The boy’s disappearance captured the city’s attention because of his vulnerability -- he had severe autism and did not speak -- and because of the way he was allowed to dash from his school alone despite his special needs. Surveillance cameras showed Avonte in the hallway of his Queens school on Oct. 4, then darting out the door and across the street toward a riverside park.
His family has notified the city’s Department of Education that it plans to file a lawsuit against the department over Avonte’s disappearance. The family’s attorney, David Perecman, has said the school in Long Island City, Queens, was negligent because Avonte was able to leave the building. He also says officials waited an hour before calling Avonte’s mother, Vanessa Fontaine, to tell her that her son was missing.
[Updated 3:25 p.m.

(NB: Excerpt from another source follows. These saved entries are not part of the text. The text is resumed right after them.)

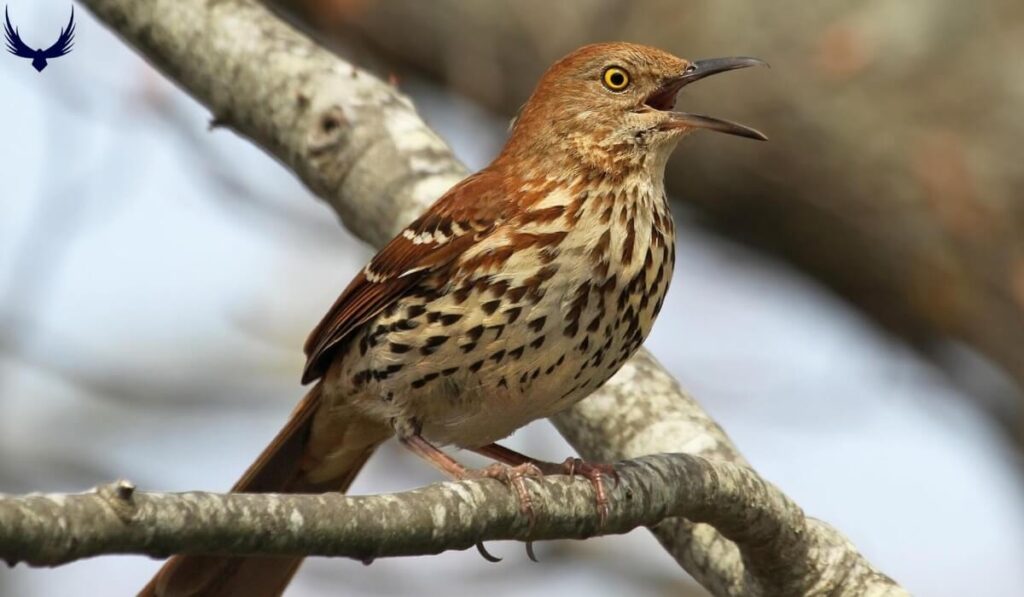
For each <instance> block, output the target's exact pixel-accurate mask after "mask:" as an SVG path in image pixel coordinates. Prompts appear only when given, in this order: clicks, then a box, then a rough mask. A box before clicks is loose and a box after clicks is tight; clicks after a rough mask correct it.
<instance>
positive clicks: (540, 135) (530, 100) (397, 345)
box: [143, 43, 765, 597]
mask: <svg viewBox="0 0 1024 597" xmlns="http://www.w3.org/2000/svg"><path fill="white" fill-rule="evenodd" d="M757 65H763V62H761V61H760V60H757V59H755V58H716V59H710V60H697V61H690V60H686V59H683V58H678V57H676V56H674V55H672V54H669V53H667V52H664V51H662V50H658V49H655V48H650V47H645V46H640V45H634V44H628V43H604V44H595V45H590V46H586V47H583V48H581V49H579V50H577V51H574V52H572V53H570V54H569V55H567V56H565V57H564V58H562V59H560V60H559V61H557V62H556V63H555V65H554V66H553V67H551V69H549V70H548V72H547V73H546V74H545V75H544V77H543V78H542V79H541V81H540V83H539V84H538V86H537V89H536V91H535V92H534V94H532V95H531V96H530V98H529V99H528V101H527V102H526V104H525V105H524V108H523V109H522V111H521V113H520V115H519V118H518V119H517V120H516V122H515V124H514V126H513V128H512V131H511V135H510V137H509V139H508V142H507V143H506V144H505V147H504V148H503V150H502V152H501V154H500V155H499V156H498V158H496V159H495V161H494V162H493V163H492V164H490V165H489V166H487V167H486V168H484V169H483V170H481V171H480V172H478V173H476V174H474V175H472V176H470V177H468V178H466V179H465V180H463V181H462V182H460V183H459V184H457V185H456V186H455V187H454V188H452V189H451V190H449V191H447V193H446V194H445V195H444V196H443V197H441V198H440V199H439V200H438V201H437V202H436V203H435V204H434V205H433V206H431V207H430V209H428V210H427V212H426V213H425V214H423V215H422V216H420V217H419V218H418V219H417V220H416V221H414V222H413V223H411V224H410V225H409V226H408V227H407V228H406V229H404V230H403V231H402V232H401V233H400V234H398V236H397V237H395V238H394V239H393V240H392V241H391V242H390V243H388V245H387V246H386V247H384V249H382V250H381V251H380V252H379V253H378V254H377V255H376V256H375V257H374V258H373V260H372V261H371V262H370V263H369V264H368V265H367V266H366V267H365V268H364V269H362V270H361V271H360V272H359V273H358V275H356V276H355V280H353V281H352V282H351V283H350V284H349V285H348V287H347V288H346V289H345V290H344V292H342V294H341V296H340V298H338V300H337V302H335V304H334V306H333V307H331V309H330V310H329V311H328V313H327V315H326V316H325V317H324V319H323V321H322V322H321V324H319V325H318V326H317V327H316V328H315V329H314V330H313V332H312V334H311V335H310V336H309V339H308V341H307V342H306V347H305V348H306V354H307V356H308V360H307V364H306V367H305V372H304V373H303V377H302V380H303V382H312V381H316V382H317V383H316V385H315V386H314V387H313V388H312V390H311V391H310V392H309V393H308V394H307V395H306V397H305V398H304V399H303V400H302V402H300V404H299V406H298V407H297V408H296V410H295V412H294V413H293V414H292V417H291V419H290V421H289V422H288V424H287V425H286V426H285V428H284V429H283V430H282V431H281V433H280V434H279V435H278V437H276V438H275V439H274V440H273V442H272V443H271V444H270V445H269V446H268V447H267V449H266V450H265V451H264V452H263V454H262V455H261V456H260V458H259V459H258V460H257V461H256V463H255V464H253V465H252V467H250V469H249V470H248V471H247V472H246V474H245V476H243V478H242V480H240V481H239V482H238V483H237V484H236V486H234V491H238V492H260V493H262V492H288V493H316V492H343V491H345V489H347V487H348V485H349V484H350V483H351V481H352V479H353V477H354V476H355V474H356V473H357V472H358V470H359V469H360V468H361V466H362V464H364V463H365V462H366V460H367V459H368V458H369V457H370V455H371V454H372V453H373V451H374V449H376V447H377V446H378V445H379V444H380V443H381V442H383V441H385V440H386V439H388V438H390V437H392V436H397V438H398V440H399V441H400V442H401V443H402V444H404V445H406V446H407V447H409V449H410V450H411V451H412V452H414V453H415V454H417V455H418V456H420V457H422V458H424V459H425V460H427V461H428V462H430V463H431V464H433V465H434V466H436V467H437V468H438V469H440V470H441V471H442V472H444V473H446V474H447V475H450V476H452V477H455V478H469V477H478V476H488V477H496V478H500V479H502V480H504V481H506V482H508V483H509V484H510V486H511V487H512V488H513V489H514V491H516V493H517V494H518V496H519V498H520V503H521V505H522V507H523V510H524V512H525V513H526V514H527V515H528V514H530V504H529V494H528V492H527V491H526V487H525V485H524V484H523V482H522V479H523V477H524V476H527V475H534V474H549V473H563V472H573V473H578V474H582V475H584V476H586V477H588V478H589V479H590V480H591V482H593V483H594V485H595V489H596V494H597V497H598V498H597V500H598V505H597V506H598V508H603V507H604V506H605V504H606V498H605V492H604V484H603V482H604V481H603V479H602V473H606V472H611V469H610V467H605V466H602V465H593V464H589V463H584V462H582V461H579V460H577V459H569V460H567V461H566V462H565V463H563V464H553V463H543V462H539V461H536V460H534V459H530V458H528V457H525V456H522V455H519V454H517V453H514V452H512V451H510V450H508V449H505V447H503V446H501V445H498V444H497V443H495V442H496V441H498V440H500V439H502V438H504V437H506V436H508V435H509V434H511V433H512V432H513V431H515V430H516V429H518V428H519V427H521V426H523V425H525V424H526V423H529V422H530V421H534V420H536V419H539V418H542V417H548V416H551V415H554V414H555V413H558V412H560V411H562V410H565V409H567V408H569V407H571V406H572V404H573V403H575V402H577V401H579V400H581V399H583V398H584V397H586V396H587V395H588V394H590V393H591V392H593V391H594V390H595V389H597V388H598V387H600V386H601V384H603V383H604V382H605V381H607V380H608V378H609V377H611V375H612V374H614V373H615V371H617V370H618V368H620V367H621V366H622V365H623V364H624V363H625V361H626V359H628V358H629V357H630V356H631V355H632V354H633V353H634V351H636V349H637V348H639V347H640V345H641V343H642V342H643V341H644V339H645V338H646V337H647V334H648V333H649V332H650V329H651V326H652V325H653V323H654V318H655V317H656V316H657V313H658V310H659V309H660V308H662V304H663V301H664V299H665V294H666V291H667V290H668V288H669V282H670V280H671V279H672V268H673V263H674V261H675V239H674V227H673V221H672V216H671V214H670V212H669V205H668V202H667V200H666V197H665V187H664V183H663V178H664V174H665V166H666V162H667V160H668V159H669V155H670V154H671V153H672V151H673V148H674V147H675V145H676V143H677V141H679V139H681V138H682V137H683V136H685V135H686V134H688V133H690V132H692V131H694V130H696V129H710V130H714V131H719V132H724V133H729V134H733V135H739V136H744V137H750V138H755V139H764V138H765V137H764V135H762V134H761V133H759V132H758V131H756V130H754V129H751V128H748V127H745V126H742V125H739V124H735V123H732V122H728V121H725V120H720V119H717V118H712V117H707V116H699V115H694V114H687V113H684V112H674V111H673V109H674V106H675V101H676V94H677V93H678V91H679V90H680V89H682V88H683V87H684V86H686V85H688V84H690V83H692V82H694V81H697V80H700V79H702V78H705V77H708V76H710V75H714V74H717V73H722V72H725V71H730V70H734V69H742V68H746V67H753V66H757ZM449 444H450V445H456V446H459V447H463V449H467V450H471V451H474V452H477V453H479V454H482V455H484V456H487V457H489V458H492V459H494V460H497V461H500V462H501V463H502V464H496V465H493V466H490V467H487V468H484V469H481V470H479V471H473V470H469V469H467V468H465V467H464V466H462V465H461V464H460V463H458V462H457V461H456V460H454V459H453V458H452V457H450V456H447V455H446V454H445V453H444V452H441V450H440V449H439V447H438V446H441V445H449ZM300 562H301V558H268V557H257V558H241V557H218V556H184V557H175V558H172V560H171V561H169V562H168V563H167V564H166V565H165V567H164V568H163V569H162V570H161V572H160V573H158V575H157V577H156V579H155V580H154V581H153V582H152V583H151V584H150V585H148V586H147V587H146V588H145V589H144V590H143V594H144V595H161V596H184V595H238V596H243V595H244V596H247V597H253V596H264V595H278V594H280V593H281V592H282V591H283V590H284V588H285V586H286V585H287V584H288V582H289V580H290V578H291V575H292V574H293V573H294V571H295V570H296V569H297V567H298V565H299V563H300Z"/></svg>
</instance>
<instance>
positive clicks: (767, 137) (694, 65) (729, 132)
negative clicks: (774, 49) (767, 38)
mask: <svg viewBox="0 0 1024 597" xmlns="http://www.w3.org/2000/svg"><path fill="white" fill-rule="evenodd" d="M767 66H768V63H767V62H765V61H764V60H759V59H758V58H746V57H734V58H711V59H707V60H696V61H695V62H690V66H689V67H688V68H687V69H686V71H685V72H684V73H683V74H682V75H680V76H679V77H676V78H674V79H671V80H669V81H668V82H667V83H666V84H665V85H663V86H662V87H660V88H659V89H658V90H657V91H655V92H654V93H652V94H651V95H650V96H649V97H648V98H647V100H646V101H644V103H645V104H647V105H649V106H650V108H653V109H654V110H660V111H666V112H668V111H672V110H673V109H674V108H675V106H676V94H677V93H679V90H680V89H682V88H683V87H685V86H687V85H689V84H690V83H692V82H694V81H699V80H700V79H703V78H705V77H710V76H712V75H717V74H719V73H725V72H726V71H735V70H736V69H745V68H748V67H767ZM666 126H669V127H680V128H682V127H686V128H702V129H709V130H713V131H718V132H720V133H728V134H730V135H738V136H741V137H746V138H750V139H758V140H761V141H767V140H768V137H766V136H765V135H764V133H762V132H761V131H759V130H756V129H753V128H751V127H749V126H744V125H741V124H738V123H734V122H730V121H727V120H722V119H719V118H714V117H711V116H702V115H699V114H689V113H686V112H673V113H672V120H670V121H669V122H668V123H667V125H666Z"/></svg>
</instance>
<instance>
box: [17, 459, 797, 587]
mask: <svg viewBox="0 0 1024 597" xmlns="http://www.w3.org/2000/svg"><path fill="white" fill-rule="evenodd" d="M616 470H617V471H618V472H620V476H621V482H620V483H618V484H617V485H615V486H613V487H611V488H609V497H610V498H611V500H610V510H609V513H608V517H607V519H606V522H605V524H604V526H603V527H601V526H600V525H599V523H598V518H597V516H595V506H594V503H595V496H594V492H593V488H592V486H591V484H590V483H589V482H586V481H585V480H584V479H582V478H578V479H575V480H574V482H573V480H572V479H569V478H568V477H566V476H548V477H543V478H539V479H534V480H531V481H530V483H529V485H530V493H531V495H534V496H535V497H536V498H537V499H538V500H537V510H536V513H537V520H536V523H535V524H534V526H532V528H530V525H529V522H528V519H527V517H526V516H523V515H522V514H521V513H520V512H519V505H518V500H517V498H516V496H515V494H514V493H513V492H509V491H508V487H506V486H505V485H504V484H503V483H501V482H499V481H495V480H492V479H484V480H472V481H462V482H451V483H437V484H434V485H430V486H427V487H424V488H421V489H415V491H411V492H406V493H401V494H393V495H382V496H362V497H347V496H342V495H340V494H327V495H313V496H309V495H259V494H226V495H224V494H209V493H201V492H190V493H183V494H159V493H146V492H137V491H135V489H134V487H133V485H132V484H131V483H129V482H127V481H119V482H116V483H111V484H109V485H103V486H100V487H97V488H96V489H94V491H92V492H89V493H87V494H77V495H70V496H67V495H63V496H59V495H47V496H27V497H22V498H8V499H5V500H3V501H0V558H3V559H4V560H6V561H7V562H8V563H16V562H18V561H26V562H28V563H30V564H32V565H57V564H63V563H68V562H70V561H74V560H77V559H81V558H85V557H90V556H96V555H102V554H110V553H136V554H147V555H152V556H164V555H167V554H171V553H231V554H252V553H261V554H278V555H289V554H290V555H301V554H309V555H323V556H345V557H352V558H357V559H361V560H372V559H374V558H377V557H386V556H408V555H424V554H436V553H440V552H442V551H445V550H450V549H466V548H468V547H471V546H473V544H475V543H476V542H478V541H480V540H509V539H514V540H522V541H526V540H551V539H585V538H588V537H594V536H596V535H609V534H620V532H627V531H629V530H631V529H633V528H635V527H637V526H640V525H649V524H655V523H657V522H659V521H660V520H663V519H665V518H666V517H669V516H688V517H690V518H692V519H695V520H706V521H709V522H712V523H714V524H721V525H723V526H725V527H729V528H730V535H731V536H732V537H733V538H735V539H736V540H738V541H741V542H748V541H757V542H760V543H764V544H765V545H780V546H781V545H782V544H786V543H790V541H788V540H787V539H786V537H787V536H788V535H793V534H795V532H799V531H800V528H801V525H802V522H801V521H802V520H803V515H802V513H801V512H800V509H799V508H798V507H797V506H796V505H795V504H793V503H792V502H790V501H788V500H787V499H786V498H785V497H784V496H782V494H781V493H780V492H778V489H776V488H775V487H773V486H771V485H770V484H768V483H767V482H765V481H764V480H762V479H761V478H760V477H759V476H758V475H757V473H755V472H754V471H752V470H751V469H748V468H745V467H741V466H736V465H728V464H722V463H712V462H711V461H708V460H707V459H703V458H700V457H697V456H692V455H685V454H676V455H656V456H646V457H643V458H640V459H637V460H633V461H625V462H623V463H621V464H620V465H618V466H617V467H616ZM670 479H671V482H669V480H670ZM752 506H753V507H752ZM773 557H774V558H775V560H777V561H776V564H777V565H778V566H779V568H784V567H788V566H790V565H791V561H790V558H788V557H787V555H786V553H785V550H784V549H780V550H778V551H776V552H775V554H774V556H773Z"/></svg>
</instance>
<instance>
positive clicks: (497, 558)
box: [476, 541, 502, 563]
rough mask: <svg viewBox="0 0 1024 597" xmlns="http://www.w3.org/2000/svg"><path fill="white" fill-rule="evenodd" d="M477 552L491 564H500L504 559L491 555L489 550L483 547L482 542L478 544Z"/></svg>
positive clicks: (476, 550) (479, 542)
mask: <svg viewBox="0 0 1024 597" xmlns="http://www.w3.org/2000/svg"><path fill="white" fill-rule="evenodd" d="M476 551H477V552H479V554H480V556H481V557H482V558H483V559H485V560H487V561H488V562H490V563H498V562H500V561H502V558H500V557H498V556H495V555H490V552H488V551H487V548H485V547H483V542H482V541H478V542H476Z"/></svg>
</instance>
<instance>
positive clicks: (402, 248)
mask: <svg viewBox="0 0 1024 597" xmlns="http://www.w3.org/2000/svg"><path fill="white" fill-rule="evenodd" d="M508 206H509V202H508V199H507V195H506V194H505V193H504V191H503V189H502V188H501V184H500V181H496V180H495V177H494V176H490V175H487V173H486V171H484V172H480V173H478V174H475V175H473V176H470V177H469V178H467V179H465V180H463V181H462V182H460V183H459V184H457V185H456V186H455V187H453V188H452V189H451V190H449V191H447V193H446V194H444V196H443V197H441V198H440V199H439V200H437V202H435V203H434V204H433V205H432V206H430V208H429V209H428V210H427V211H426V213H424V214H423V215H422V216H420V217H419V218H417V219H416V221H414V222H413V223H412V224H410V225H409V226H407V227H406V229H404V230H402V231H401V233H400V234H398V236H397V237H395V238H394V239H392V240H391V242H390V243H388V244H387V245H386V246H385V247H384V248H383V249H382V250H381V251H380V253H378V254H377V255H376V256H375V257H374V258H373V259H372V260H371V261H370V263H369V264H368V265H367V266H366V267H364V268H362V271H360V272H359V274H358V275H356V276H355V279H354V280H353V281H352V282H351V283H350V284H349V285H348V288H346V289H345V290H344V292H342V293H341V296H340V297H338V300H337V301H335V303H334V306H332V307H331V310H329V311H328V313H327V315H325V316H324V319H323V321H321V323H319V324H318V325H317V326H316V328H314V329H313V331H312V333H310V334H309V338H308V339H307V340H306V345H305V352H306V357H307V360H306V367H305V370H304V371H303V373H302V383H309V382H311V381H313V380H315V379H317V378H319V377H322V376H323V375H324V373H325V372H326V371H327V368H328V366H329V365H330V363H331V356H332V355H333V354H334V352H335V350H336V349H337V348H338V347H339V345H340V343H342V342H343V341H344V340H345V339H346V338H348V337H349V335H350V334H351V333H352V332H353V331H354V330H355V329H357V328H358V327H359V326H362V325H364V324H366V323H367V322H369V321H370V319H372V318H373V317H375V316H376V315H377V314H379V313H380V312H381V311H383V310H384V309H386V308H387V307H388V306H389V305H390V304H391V303H393V302H394V301H396V300H398V299H399V298H401V297H402V296H404V295H406V293H408V292H409V291H410V290H411V289H412V288H414V287H415V286H416V284H417V283H418V282H420V281H421V280H422V279H423V278H424V276H426V275H427V274H429V273H430V272H431V271H435V270H437V269H438V268H440V267H442V266H444V265H446V264H447V263H451V262H452V261H453V260H454V259H456V258H457V257H458V256H459V255H461V254H462V253H463V252H465V251H466V250H467V249H468V248H469V247H471V246H472V245H473V244H474V243H475V242H477V241H479V240H480V239H482V238H483V237H485V236H486V234H487V233H489V232H490V231H492V230H493V229H494V228H495V227H496V226H497V225H498V224H500V223H501V222H502V221H504V220H505V219H506V215H507V212H508Z"/></svg>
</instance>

PST, Jan. 21: “There were so many things that went wrong,” Perecman told reporters Tuesday afternoon. “It befuddles the mind.”
The Department of Education has refused to comment on the pending litigation, but in a statement Tuesday, city schools Chancellor Carmen Farina said she was “heartbroken” over the boy’s death.
“As chancellor, I am determined that we learn every lesson we can from this terrible tragedy and do everything in our power to prevent incidents like this from ever occurring again,” said Farina.]
After Avonte vanished, his family maintained a 24/7 command post near his school, where volunteers gathered to help search for him and where local and some national media did almost daily reports. When the weather turned too cold to work from tents, Fontaine rented an office in Queens to continue recruiting volunteers to post fliers showing Avonte’s picture and appealing for help finding him.
Because Avonte was known to like trains, the city broadcast his mother’s voice through subway stations in hopes that might bring him out of hiding.
The reward for information leading to the teen reached $95,000, and hundreds of tips poured into the family and to police. None shed light on the teen’s fate until Jan. 16, when a girl walking along a rocky Queens beach found a human arm.
Police found more body parts nearby, along with clothes that matched those Avonte had been wearing when he disappeared.